Um mar de possibilidades para se expressar

Em 19 de Abril 1969, o famoso escritor Vladimir Nabokov, conhecido pelo infame livro Lolita, foi convidado para uma entrevista pelo jornal The New York Times. Em meio de diversas perguntas feitas pelo jornalista Alden Whitman, em um momento ele questionou onde o escritor se posionava entre os escritores contemporâneos e do passado. A resposta de Nabokov foi a seguinte: “Muitas vezes penso que deveria existir um símbolo especial tipográfico para um sorriso—algum tipo de marca côncava, um colchete redondo supino, que eu gostaria de traçar em resposta a sua pergunta.”

Em outras palavras, talvez Nabokov desejava responder a pergunta assim: :-). Porém, como a data da entrevista possa lhe sugerir, esse tipo de símbolos tão familiar para nós era apenas um conceito na época de Nabokov. É claro, não se pode assumir que o escritor tenha sido a primeira pessoa no mundo a imaginar o uso de símbolos do alfabeto para expressar algo além de palavras; existem sim exemplos de elementos gráficos sendo utilizados como uma forma expressão, ou melhor, como uma forma de arte, era sua interpretação quando foram feito.

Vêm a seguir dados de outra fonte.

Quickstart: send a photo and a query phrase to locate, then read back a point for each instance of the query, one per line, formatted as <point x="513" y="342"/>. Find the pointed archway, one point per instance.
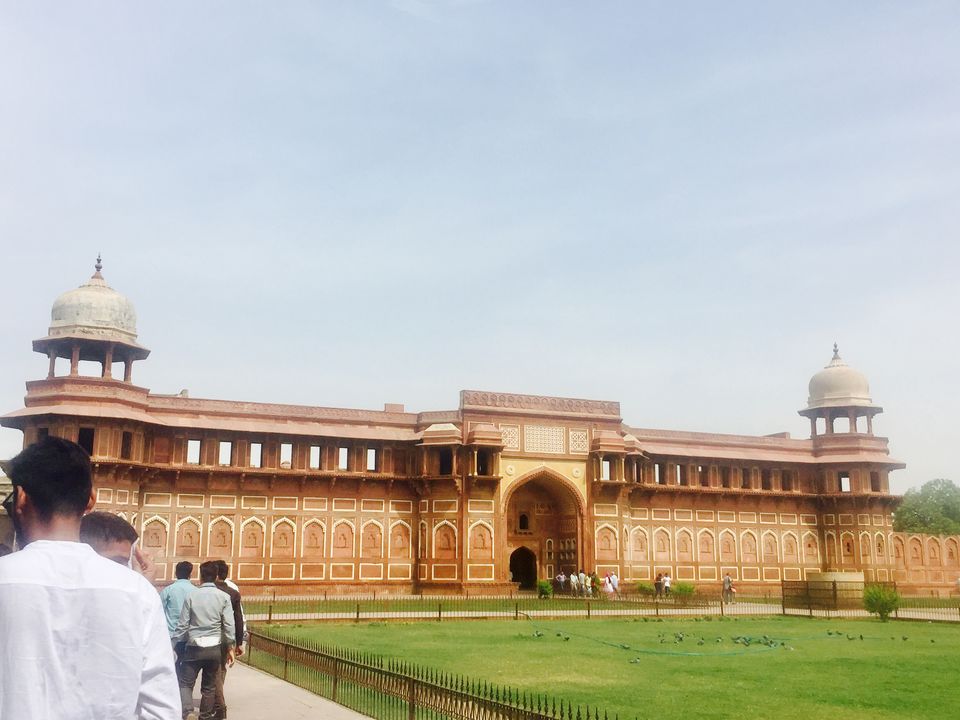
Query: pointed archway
<point x="523" y="568"/>
<point x="543" y="514"/>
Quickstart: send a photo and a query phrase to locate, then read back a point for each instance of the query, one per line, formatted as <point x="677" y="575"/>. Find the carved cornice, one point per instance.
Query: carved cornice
<point x="231" y="407"/>
<point x="538" y="404"/>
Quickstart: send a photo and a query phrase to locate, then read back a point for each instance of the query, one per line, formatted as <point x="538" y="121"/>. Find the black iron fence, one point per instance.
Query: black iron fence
<point x="395" y="690"/>
<point x="834" y="599"/>
<point x="275" y="608"/>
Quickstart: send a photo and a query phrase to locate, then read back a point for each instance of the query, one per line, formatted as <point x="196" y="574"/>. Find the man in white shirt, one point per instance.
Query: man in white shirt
<point x="83" y="638"/>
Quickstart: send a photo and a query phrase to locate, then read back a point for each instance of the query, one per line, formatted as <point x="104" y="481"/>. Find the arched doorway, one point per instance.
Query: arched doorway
<point x="523" y="568"/>
<point x="542" y="513"/>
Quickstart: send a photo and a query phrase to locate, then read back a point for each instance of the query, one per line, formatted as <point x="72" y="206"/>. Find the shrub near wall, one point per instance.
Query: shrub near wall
<point x="683" y="592"/>
<point x="880" y="600"/>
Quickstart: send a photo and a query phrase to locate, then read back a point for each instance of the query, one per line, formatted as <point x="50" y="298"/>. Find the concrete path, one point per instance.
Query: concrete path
<point x="255" y="695"/>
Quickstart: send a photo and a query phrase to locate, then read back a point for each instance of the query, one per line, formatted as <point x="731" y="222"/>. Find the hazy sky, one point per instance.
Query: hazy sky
<point x="680" y="206"/>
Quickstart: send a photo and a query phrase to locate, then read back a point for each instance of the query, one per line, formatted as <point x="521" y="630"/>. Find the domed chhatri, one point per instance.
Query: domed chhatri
<point x="92" y="322"/>
<point x="94" y="310"/>
<point x="839" y="385"/>
<point x="839" y="391"/>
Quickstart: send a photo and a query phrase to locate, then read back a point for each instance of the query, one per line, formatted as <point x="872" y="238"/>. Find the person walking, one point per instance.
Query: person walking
<point x="175" y="594"/>
<point x="206" y="625"/>
<point x="224" y="585"/>
<point x="727" y="588"/>
<point x="82" y="636"/>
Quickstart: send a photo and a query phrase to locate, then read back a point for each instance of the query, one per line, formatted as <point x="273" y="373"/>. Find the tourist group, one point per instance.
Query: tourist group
<point x="84" y="632"/>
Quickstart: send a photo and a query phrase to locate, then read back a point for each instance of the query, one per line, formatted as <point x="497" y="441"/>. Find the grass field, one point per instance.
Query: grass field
<point x="804" y="669"/>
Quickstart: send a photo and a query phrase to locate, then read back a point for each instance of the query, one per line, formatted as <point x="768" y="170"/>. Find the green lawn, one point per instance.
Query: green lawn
<point x="807" y="668"/>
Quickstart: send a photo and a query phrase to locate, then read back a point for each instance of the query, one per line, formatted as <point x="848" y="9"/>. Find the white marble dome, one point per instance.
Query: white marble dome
<point x="839" y="385"/>
<point x="94" y="310"/>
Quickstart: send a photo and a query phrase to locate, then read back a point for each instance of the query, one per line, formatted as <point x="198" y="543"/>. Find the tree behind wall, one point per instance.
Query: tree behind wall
<point x="933" y="509"/>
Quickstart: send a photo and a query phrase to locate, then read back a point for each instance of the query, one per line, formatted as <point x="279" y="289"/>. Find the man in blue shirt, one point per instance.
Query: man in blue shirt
<point x="173" y="595"/>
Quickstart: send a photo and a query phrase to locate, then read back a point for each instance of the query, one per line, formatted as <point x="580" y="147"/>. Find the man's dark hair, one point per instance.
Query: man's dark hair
<point x="103" y="527"/>
<point x="223" y="570"/>
<point x="208" y="571"/>
<point x="56" y="474"/>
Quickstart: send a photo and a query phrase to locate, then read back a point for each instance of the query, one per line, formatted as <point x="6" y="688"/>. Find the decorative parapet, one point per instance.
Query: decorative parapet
<point x="537" y="404"/>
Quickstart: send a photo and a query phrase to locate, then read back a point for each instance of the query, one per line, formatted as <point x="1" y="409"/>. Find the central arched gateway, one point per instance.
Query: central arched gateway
<point x="523" y="568"/>
<point x="543" y="517"/>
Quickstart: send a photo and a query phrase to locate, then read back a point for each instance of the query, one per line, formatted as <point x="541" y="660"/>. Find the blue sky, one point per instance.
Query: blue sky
<point x="678" y="206"/>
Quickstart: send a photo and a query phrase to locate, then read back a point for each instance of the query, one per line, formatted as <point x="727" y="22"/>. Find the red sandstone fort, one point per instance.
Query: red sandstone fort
<point x="495" y="493"/>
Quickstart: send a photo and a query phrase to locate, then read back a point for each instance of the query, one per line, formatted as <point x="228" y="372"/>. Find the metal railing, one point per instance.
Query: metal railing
<point x="394" y="690"/>
<point x="359" y="608"/>
<point x="836" y="599"/>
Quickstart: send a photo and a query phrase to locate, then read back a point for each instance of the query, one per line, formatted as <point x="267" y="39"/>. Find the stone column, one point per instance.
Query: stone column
<point x="107" y="371"/>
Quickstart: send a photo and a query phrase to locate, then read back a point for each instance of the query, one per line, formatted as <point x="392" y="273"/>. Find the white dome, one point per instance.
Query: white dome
<point x="839" y="385"/>
<point x="94" y="310"/>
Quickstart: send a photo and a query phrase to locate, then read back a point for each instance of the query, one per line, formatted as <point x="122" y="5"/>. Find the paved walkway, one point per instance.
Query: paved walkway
<point x="255" y="695"/>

Figura 1 - Arte tipogáfica

Kurjer Warszawski, 1881

"Cada uma dessas inter-relações das partes é um ponto de “interface”, ou seja: o dispositivo físico ou lógico que faz a adaptação entre dois sistemas. As interfaces precisam ser projetadas."

(Cardoso, 2010, pg. 92)

Mesmo que Nabokov não seja capaz de receber crédito por ser o primeiro a ter tal ideia, há outra pessoa que recebe sim o crédito pelo primeiro símbolo que chamamos de Emoticon atualmente.

Scott Fahlman recebe o crédito por esta criação. De acordo com seu relato, por volta de 1982, as redes de comunicação de sua universidade, já possuíam um problema constante da internet: como diferenciar entre quem está falando sério e quem está brincando sem sinais óbvios como o tom de voz e a expressão facial?

"[...] mesmo que você ficasse calado o tempo todo. Suas expressões faciais, os movimentos dos olhos, a linguagem corporal estariam enviando um constante fluxo de informação sobre seu estado interno — sinais que intuitivamente eu perceberia e interpretaria."

(Johnson, 2001, p.146)

A solução para esse dilema precisava ser capaz de utilizar nos sistema primitivo de rede na época, ou seja, fotos ou qualquer outro método que dependesse de elementos além de texto e digitação estava fora de questão. Logo, a solução de Fahlman para o problema de comunicação veio de forma simples: para indicar que o autor da mensagem está brincando, se utiliza :-), para indicar que o autor da mensagem está sério, se utiliza :-(.

Assim, este simples sistema de comunicação acabou por se espalhar por universidades americanas, sendo alterado e adaptado para mais formas de expressão. Estas figuras receberam o nome de Smileys, mas também foram chamadas de Emoticons, uma fusão das palavras Emotion e Icon.

Porém, não foram apenas os americanos que participaram do desenvolvimento. Por volta de 1986, um serviço de internet conhecido como ASCII.NET criaria sua própria figura na internet japonesa, independentemente do que fora criado pelos americanos, permitindo assim uma perspectiva em outras possibilidades de se expressar pela internet. O símbolo creditado como o primeiro Kaomoji, 顔文字 (traduzido como “caracteres facial”) seria a figura ( ^▽^ ), creditada a autoria de Wakabayashi Yasushi.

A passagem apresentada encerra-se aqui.